Reputation: 404
I am looking to run a program written in C
on my machine and have it SSH into another machine to kill a program running on it.
Inside my program, I have attempted:
system("ssh [email protected] && pkill sleep && exit");
which will cause my terminal to SSH into the remote machine, but it ends there. I have also tried:
execl("ssh","ssh","[email protected]",NULL);
execl("pkill","pkill","sleep",NULL);
execl("exit","exit",NULL);
but it will not kill my dummy sleep
process I have running.
I can't seem to figure out what is wrong with my process.
Upvotes: 0
Views: 2421
Reputation: 41
one can always run, over ssh, the command:
kill $(pgrep -o -f 'command optional other stuff')
Get your remote process to handle SIGTERM, where it can do its cleanup's. (including killing any processes its started)
Google 'man pgrep' to see what the -o and -f do. -f is important to correctly target the signal. the 'pgrep' returns the pid with trailing \n but this does not need to be stripped off before passing it to 'kill'. Yours Allan
Upvotes: 0
Reputation: 25129
Your second example won't do what you want as it will execute each execl
on the local machine. IE it will
ssh [email protected]
pkill
exit
But, actually, unless you are surrounding these by fork
, the first execl
if it succeeds in running at all will replace the current process, meaning the second and third ones never get called.
So, let's work out why the first (more hopeful) example doesn't work.
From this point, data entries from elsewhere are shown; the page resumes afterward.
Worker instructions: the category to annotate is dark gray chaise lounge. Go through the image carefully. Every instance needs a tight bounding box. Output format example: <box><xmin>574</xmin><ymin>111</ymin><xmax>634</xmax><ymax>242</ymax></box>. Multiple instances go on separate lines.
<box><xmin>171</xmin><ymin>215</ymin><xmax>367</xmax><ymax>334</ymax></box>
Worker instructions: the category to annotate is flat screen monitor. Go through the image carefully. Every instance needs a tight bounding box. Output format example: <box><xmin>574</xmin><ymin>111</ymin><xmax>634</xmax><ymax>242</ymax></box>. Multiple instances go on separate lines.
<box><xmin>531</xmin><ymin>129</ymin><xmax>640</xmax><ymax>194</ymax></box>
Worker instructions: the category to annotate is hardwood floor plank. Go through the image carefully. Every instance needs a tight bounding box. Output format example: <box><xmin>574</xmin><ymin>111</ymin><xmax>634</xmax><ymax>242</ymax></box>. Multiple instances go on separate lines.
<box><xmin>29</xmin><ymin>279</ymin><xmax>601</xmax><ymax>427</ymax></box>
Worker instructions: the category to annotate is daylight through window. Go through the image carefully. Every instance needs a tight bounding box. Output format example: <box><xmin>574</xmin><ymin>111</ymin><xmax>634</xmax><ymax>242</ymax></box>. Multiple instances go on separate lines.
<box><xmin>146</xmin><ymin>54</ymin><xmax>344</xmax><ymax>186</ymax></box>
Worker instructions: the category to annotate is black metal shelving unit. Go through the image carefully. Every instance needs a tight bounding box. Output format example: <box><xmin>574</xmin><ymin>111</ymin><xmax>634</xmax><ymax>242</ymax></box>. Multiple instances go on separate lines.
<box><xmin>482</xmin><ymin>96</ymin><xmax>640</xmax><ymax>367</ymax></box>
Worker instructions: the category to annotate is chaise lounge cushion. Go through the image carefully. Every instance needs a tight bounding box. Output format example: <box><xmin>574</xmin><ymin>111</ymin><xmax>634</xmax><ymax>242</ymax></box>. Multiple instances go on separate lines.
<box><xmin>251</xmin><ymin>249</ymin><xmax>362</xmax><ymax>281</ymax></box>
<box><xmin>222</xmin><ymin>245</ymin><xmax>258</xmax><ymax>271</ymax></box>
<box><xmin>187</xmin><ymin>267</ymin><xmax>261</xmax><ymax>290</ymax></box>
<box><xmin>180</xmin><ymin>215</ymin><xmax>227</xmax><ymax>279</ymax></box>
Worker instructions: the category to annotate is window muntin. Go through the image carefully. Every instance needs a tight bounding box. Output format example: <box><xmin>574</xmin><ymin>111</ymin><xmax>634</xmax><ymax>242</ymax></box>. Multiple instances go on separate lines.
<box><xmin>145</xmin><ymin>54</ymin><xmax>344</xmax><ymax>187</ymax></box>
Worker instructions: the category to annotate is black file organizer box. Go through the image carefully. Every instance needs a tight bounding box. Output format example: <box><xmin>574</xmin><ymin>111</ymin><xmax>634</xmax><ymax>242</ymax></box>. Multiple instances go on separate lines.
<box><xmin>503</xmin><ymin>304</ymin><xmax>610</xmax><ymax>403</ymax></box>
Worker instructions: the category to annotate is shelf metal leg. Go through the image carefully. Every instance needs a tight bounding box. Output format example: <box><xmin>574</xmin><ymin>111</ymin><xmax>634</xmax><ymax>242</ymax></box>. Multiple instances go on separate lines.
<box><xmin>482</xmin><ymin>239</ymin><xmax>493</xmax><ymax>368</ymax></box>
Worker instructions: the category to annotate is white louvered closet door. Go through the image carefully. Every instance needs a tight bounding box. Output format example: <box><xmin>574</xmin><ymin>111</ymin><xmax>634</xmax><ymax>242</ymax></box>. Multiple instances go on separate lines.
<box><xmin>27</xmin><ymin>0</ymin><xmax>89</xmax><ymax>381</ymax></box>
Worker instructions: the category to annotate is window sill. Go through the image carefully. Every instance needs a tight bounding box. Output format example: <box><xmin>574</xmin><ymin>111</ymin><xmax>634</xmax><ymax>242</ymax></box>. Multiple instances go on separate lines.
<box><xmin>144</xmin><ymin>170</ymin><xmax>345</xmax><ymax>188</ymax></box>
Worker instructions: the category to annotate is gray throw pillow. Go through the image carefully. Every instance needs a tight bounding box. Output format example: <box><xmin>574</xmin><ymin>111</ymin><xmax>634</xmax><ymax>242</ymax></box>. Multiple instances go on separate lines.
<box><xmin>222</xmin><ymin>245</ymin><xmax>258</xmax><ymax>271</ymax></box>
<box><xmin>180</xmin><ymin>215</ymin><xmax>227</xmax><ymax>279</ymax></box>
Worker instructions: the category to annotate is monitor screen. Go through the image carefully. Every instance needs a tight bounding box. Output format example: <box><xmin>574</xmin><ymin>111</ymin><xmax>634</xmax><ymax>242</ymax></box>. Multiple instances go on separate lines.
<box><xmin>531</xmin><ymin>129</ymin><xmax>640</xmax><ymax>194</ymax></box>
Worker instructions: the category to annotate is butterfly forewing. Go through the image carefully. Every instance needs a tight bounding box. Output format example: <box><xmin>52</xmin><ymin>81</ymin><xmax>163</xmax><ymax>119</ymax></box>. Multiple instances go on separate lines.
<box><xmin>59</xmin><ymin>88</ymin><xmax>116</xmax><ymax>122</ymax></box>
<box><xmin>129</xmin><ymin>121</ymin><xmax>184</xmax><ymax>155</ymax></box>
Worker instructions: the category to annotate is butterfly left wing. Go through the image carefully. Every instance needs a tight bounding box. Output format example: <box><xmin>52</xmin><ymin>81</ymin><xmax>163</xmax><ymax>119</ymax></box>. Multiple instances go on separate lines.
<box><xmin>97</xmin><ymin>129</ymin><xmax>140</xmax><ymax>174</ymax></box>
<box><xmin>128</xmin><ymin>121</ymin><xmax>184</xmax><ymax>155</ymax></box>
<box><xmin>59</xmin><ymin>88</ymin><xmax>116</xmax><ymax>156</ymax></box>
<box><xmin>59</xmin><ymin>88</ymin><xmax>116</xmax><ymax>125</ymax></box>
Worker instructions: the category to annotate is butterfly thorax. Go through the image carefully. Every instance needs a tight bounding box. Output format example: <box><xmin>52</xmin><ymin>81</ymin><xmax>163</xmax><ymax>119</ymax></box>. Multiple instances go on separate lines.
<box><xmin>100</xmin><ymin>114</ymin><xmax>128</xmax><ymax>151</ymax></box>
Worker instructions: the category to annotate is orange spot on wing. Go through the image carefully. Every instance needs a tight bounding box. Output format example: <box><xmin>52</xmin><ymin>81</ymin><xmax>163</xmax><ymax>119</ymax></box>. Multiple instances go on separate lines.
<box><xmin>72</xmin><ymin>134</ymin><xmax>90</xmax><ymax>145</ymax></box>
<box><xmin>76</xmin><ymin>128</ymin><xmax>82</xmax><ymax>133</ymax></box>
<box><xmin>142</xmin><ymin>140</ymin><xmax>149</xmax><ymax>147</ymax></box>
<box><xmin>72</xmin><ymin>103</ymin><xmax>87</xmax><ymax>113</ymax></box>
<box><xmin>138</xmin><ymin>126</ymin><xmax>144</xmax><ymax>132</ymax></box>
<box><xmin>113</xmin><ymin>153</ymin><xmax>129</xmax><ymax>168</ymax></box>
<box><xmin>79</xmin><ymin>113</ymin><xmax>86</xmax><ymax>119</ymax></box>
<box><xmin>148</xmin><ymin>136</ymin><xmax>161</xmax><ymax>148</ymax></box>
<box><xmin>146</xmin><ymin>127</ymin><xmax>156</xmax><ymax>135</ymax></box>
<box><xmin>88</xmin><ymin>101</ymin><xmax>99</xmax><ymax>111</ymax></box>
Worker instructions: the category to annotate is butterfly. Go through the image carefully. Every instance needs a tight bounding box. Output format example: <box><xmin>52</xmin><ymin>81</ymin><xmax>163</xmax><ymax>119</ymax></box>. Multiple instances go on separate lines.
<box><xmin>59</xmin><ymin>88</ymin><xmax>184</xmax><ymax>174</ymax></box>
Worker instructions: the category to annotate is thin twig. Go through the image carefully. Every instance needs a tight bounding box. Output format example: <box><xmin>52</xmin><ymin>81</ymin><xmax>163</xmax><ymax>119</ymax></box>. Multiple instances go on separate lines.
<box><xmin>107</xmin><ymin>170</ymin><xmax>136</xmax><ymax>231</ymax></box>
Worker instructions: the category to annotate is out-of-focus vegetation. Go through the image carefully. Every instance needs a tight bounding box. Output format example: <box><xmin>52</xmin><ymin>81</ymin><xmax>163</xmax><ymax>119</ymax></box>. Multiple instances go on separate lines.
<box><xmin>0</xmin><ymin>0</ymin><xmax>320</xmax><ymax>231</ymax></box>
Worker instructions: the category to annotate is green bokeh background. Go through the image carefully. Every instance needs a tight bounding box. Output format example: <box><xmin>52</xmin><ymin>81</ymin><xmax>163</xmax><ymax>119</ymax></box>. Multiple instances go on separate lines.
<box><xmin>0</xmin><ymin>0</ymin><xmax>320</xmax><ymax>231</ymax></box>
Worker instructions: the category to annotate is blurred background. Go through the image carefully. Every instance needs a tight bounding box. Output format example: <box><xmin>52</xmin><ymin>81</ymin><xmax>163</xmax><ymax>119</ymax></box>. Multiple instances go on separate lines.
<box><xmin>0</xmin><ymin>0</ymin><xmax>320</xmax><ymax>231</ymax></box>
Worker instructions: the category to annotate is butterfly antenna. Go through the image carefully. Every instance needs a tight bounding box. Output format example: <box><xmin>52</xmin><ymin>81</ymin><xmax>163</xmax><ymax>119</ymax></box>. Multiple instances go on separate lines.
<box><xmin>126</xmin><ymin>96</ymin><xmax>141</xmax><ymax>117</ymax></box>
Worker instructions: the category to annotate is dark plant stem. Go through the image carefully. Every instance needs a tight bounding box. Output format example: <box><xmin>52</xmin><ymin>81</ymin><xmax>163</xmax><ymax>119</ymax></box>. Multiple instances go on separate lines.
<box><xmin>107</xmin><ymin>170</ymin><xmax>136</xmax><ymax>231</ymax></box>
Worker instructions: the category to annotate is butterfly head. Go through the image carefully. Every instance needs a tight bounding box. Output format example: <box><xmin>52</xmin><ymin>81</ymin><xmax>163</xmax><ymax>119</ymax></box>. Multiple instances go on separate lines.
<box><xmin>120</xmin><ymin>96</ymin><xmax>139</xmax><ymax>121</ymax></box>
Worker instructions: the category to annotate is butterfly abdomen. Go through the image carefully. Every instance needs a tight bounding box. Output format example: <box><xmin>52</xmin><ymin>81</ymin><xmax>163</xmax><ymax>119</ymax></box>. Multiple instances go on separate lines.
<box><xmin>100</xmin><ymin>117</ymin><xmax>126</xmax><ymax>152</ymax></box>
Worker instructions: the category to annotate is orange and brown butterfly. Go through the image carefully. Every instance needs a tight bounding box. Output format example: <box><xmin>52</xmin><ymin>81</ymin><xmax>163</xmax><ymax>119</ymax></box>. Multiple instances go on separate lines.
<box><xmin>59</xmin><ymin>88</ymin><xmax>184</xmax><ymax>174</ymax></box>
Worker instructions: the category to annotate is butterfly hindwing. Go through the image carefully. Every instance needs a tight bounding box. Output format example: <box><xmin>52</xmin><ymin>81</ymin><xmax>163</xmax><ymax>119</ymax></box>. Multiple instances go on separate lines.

This should do the equivalent of:
/bin/sh -c 'ssh [email protected] && pkill sleep && exit'
The && exit
is superfluous. And you want the pkill
to run on the remote machine. Therefore you want something that does:
/bin/sh -c 'ssh [email protected] pkill sleep'
(note the absence of &&
so the pkill
is run on the remote machine).
That means you want:
system("ssh [email protected] pkill sleep");
If that doesn't work, check the command starting /bin/sh -c
above works. Does ssh
ask for a password, for instance? If so, it won't work. You will need to use a public key.